The only bug bear is that for our installation, to service the freshwater pump, one must remove the entire assembly/mounting flange since the pump faceplate faces aft and we cannot quite get in there with our hands/tools.

Hint, if you get one, the foam material used for the air intake filter/silencer eventually distintgrates and ends up being suched through the engine ... not likely a problem, but messy.

Other hint, the transmission should not be overfilled as there will be glazing of the transmission cones and subsequent slip.

If you get a Yanmar, here is a good link (that you likely have)...

http://www.cruisersforum.com/forums/f54/yanmar-tips-1114.html

Best regards


----------



## Waymar83 (Jun 5, 2006)

Great Post!

No problems to date with the 13hp Yanmar! I have a 2GM in my 32ft Jeanneau Attalia. At one point I had battery problems and was anchored out (not enough power to turn the engine over). I tried cranking manually. I was never able to start it with a manual crank (with the handle that is provided) although I was able to turn the engine over by releasing the pressure. (fortunately it is a sailboat afterall ...)

Not to hijack the thread but I was wondering if anybody ever managed to get a 2GM going with the manual crank? and if so how.


----------



## trantor12020 (Mar 11, 2006)

1. My 2GM20F air filter disintegrated after 3 years. What a fine mess. Any solution for this ?
2. When I first got my boat, I ordered & install parts for the hand crank (fearing I would ran out of battery juice when out there). Thru these 5 years, NEVER had I managed to crank start the engine even after following some instructions from someone experienced in crank starting it. Any suggestions ?

Ken
H326, SV Millennium-2
Singapore


----------



## mdemuth (Jun 18, 2007)

Hi Ken,

I think most sailboat installations/environments tend to be pretty darn clean. This being the case for us, I took my disintegrated filter and cleaned away the remainder of the foam material with a brass wire brush. You are left with just the coarse metal cone which should suffice to keep the big chunks out.

Never tried the hand-crank start, but previous experience with on our Laser 28 with a single cylinder Bukh, we could only start it with the flywheel pulley and decompression lever if the engine was warm. Cold start, no way. If you had a way to heat the up the cylinders and intake region.

Up here in the chilly north of Georgian Bay, I know a few folk with worn diesels who manage to get them going on a frosty Autumn morning by first "pre-heating" by blowing in warm air using a hair drier.
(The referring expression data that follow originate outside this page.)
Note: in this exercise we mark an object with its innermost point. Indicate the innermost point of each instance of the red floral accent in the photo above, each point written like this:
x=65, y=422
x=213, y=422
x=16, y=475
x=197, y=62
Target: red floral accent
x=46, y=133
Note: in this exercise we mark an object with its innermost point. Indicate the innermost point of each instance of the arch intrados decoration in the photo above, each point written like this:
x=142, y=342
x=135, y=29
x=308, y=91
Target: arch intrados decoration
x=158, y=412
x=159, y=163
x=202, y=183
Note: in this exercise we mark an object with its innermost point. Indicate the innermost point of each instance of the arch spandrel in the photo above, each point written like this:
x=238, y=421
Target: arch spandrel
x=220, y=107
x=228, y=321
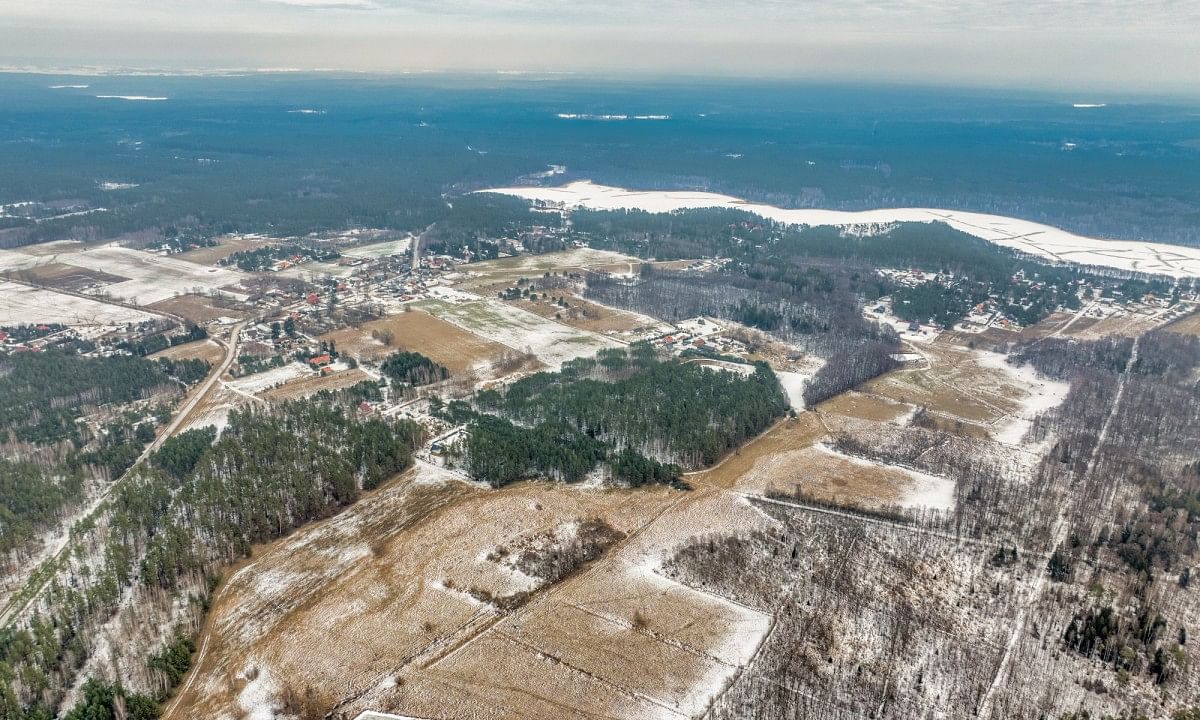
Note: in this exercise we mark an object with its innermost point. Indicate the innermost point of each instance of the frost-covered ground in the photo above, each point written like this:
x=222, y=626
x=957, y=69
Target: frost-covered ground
x=1019, y=234
x=552, y=342
x=23, y=304
x=1042, y=395
x=269, y=378
x=379, y=250
x=924, y=491
x=150, y=277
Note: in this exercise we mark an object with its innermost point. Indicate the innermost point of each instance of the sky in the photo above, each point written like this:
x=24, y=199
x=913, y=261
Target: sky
x=1120, y=46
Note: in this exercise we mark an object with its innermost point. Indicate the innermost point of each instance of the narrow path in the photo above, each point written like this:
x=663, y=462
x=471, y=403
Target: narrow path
x=21, y=601
x=1056, y=538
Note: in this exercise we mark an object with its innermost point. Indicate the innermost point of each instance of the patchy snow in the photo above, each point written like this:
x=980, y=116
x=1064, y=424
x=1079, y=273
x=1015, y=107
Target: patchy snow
x=925, y=491
x=1043, y=395
x=23, y=304
x=553, y=343
x=1019, y=234
x=257, y=699
x=150, y=277
x=793, y=387
x=745, y=631
x=270, y=378
x=379, y=250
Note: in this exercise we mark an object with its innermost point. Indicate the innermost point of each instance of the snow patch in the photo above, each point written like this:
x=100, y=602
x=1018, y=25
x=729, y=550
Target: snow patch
x=1024, y=235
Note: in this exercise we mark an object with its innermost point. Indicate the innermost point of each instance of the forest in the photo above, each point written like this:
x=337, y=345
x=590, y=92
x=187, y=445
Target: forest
x=43, y=394
x=643, y=418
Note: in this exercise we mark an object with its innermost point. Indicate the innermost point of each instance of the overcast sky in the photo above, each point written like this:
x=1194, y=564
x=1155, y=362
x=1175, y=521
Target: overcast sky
x=1147, y=46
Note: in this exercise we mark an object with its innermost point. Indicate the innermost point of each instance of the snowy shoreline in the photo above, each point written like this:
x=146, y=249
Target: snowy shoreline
x=1023, y=235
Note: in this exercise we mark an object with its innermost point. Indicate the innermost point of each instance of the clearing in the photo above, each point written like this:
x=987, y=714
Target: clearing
x=1009, y=232
x=201, y=349
x=21, y=304
x=443, y=342
x=551, y=342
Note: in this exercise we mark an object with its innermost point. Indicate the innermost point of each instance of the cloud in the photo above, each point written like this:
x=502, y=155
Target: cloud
x=328, y=4
x=1138, y=46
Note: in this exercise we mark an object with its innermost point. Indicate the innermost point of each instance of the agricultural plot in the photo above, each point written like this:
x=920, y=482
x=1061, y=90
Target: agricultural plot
x=301, y=388
x=379, y=250
x=24, y=304
x=952, y=383
x=66, y=277
x=150, y=277
x=505, y=271
x=267, y=379
x=201, y=349
x=226, y=246
x=592, y=317
x=199, y=310
x=443, y=342
x=405, y=575
x=551, y=342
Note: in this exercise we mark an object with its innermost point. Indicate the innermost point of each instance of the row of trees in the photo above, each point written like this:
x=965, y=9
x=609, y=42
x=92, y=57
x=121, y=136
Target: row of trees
x=198, y=504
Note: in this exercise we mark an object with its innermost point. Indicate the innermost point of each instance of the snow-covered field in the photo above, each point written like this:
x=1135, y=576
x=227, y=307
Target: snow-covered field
x=151, y=277
x=378, y=250
x=793, y=387
x=553, y=343
x=269, y=378
x=1019, y=234
x=21, y=304
x=925, y=491
x=1043, y=395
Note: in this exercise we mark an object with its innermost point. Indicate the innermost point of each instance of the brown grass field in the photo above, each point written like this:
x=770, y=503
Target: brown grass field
x=201, y=349
x=311, y=385
x=588, y=316
x=226, y=246
x=491, y=276
x=199, y=310
x=953, y=385
x=391, y=575
x=448, y=345
x=65, y=277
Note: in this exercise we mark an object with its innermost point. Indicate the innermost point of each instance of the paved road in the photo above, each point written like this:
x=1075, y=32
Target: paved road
x=15, y=609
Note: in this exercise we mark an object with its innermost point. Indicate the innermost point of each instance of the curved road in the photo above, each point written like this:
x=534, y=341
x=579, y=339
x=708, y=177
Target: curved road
x=16, y=606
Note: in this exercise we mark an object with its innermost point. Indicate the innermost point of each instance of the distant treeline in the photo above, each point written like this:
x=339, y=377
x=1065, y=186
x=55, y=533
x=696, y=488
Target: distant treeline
x=641, y=417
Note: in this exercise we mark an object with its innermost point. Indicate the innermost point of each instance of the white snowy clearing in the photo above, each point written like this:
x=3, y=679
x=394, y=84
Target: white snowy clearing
x=149, y=277
x=21, y=304
x=927, y=491
x=553, y=343
x=1019, y=234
By the looks of your photo, air temperature is not a problem where you sail


----------



## Gary M (May 9, 2006)

It has been my experience with 1 and 2 cylinder Yanmars and Universals that the hand crank is just to give you something to do while you wait for the wind to come up. 

Seriously I have never been able to get a cold engine to start with a crank. On my current 2GMF when I turn the key on some times it does not make contact so I try it again till it does and then the starter button will work. I am sure it is either a defective key swtich or wiring to the starter button as stated above. Some day I will check it out and fix it. Probably right after it lets me dwon when I really need it.


----------



## RichH (Jul 10, 2000)

*Carefully look for a fuse on the solenoid circuit.*

Typical small Yanmars QMs, GMs etc. usually had a fuse on the solenoid circuit. Usually this is mounted on the aft portside of the engine ... and is very subject to corrosion in the wiring / connectors because the components were not tinned. What happens is that with a few trial attempts of starting, the corrosion in the fuse body/holder heats up and dries out the corrosion enough lower the resistance to allow enough current to flow to energize the solenoid coils.

Next time the engine doest want to start.... open the engine cover, locate the solenoid and with an insulated screwdriver simply short/jump between the large HOT battery terminal and the smaller wire from the control panel. If the 'shorting' between these two terminals immediately *engages the solenoid and the engine starts* (dont get you clothing, etc. caught in the 'moving parts' when doing this) .... then you have HIGH RESISTANCE in the solenoid control circuit (usually a corroded fuse/holder). If you actually have one of these notorious engine mounted fuse holder ... entirely replace it (dont waste your time trying to clean it) and replace the whole wiring (with 'tinned' wire) all the way back to the panel mounted 'start' button.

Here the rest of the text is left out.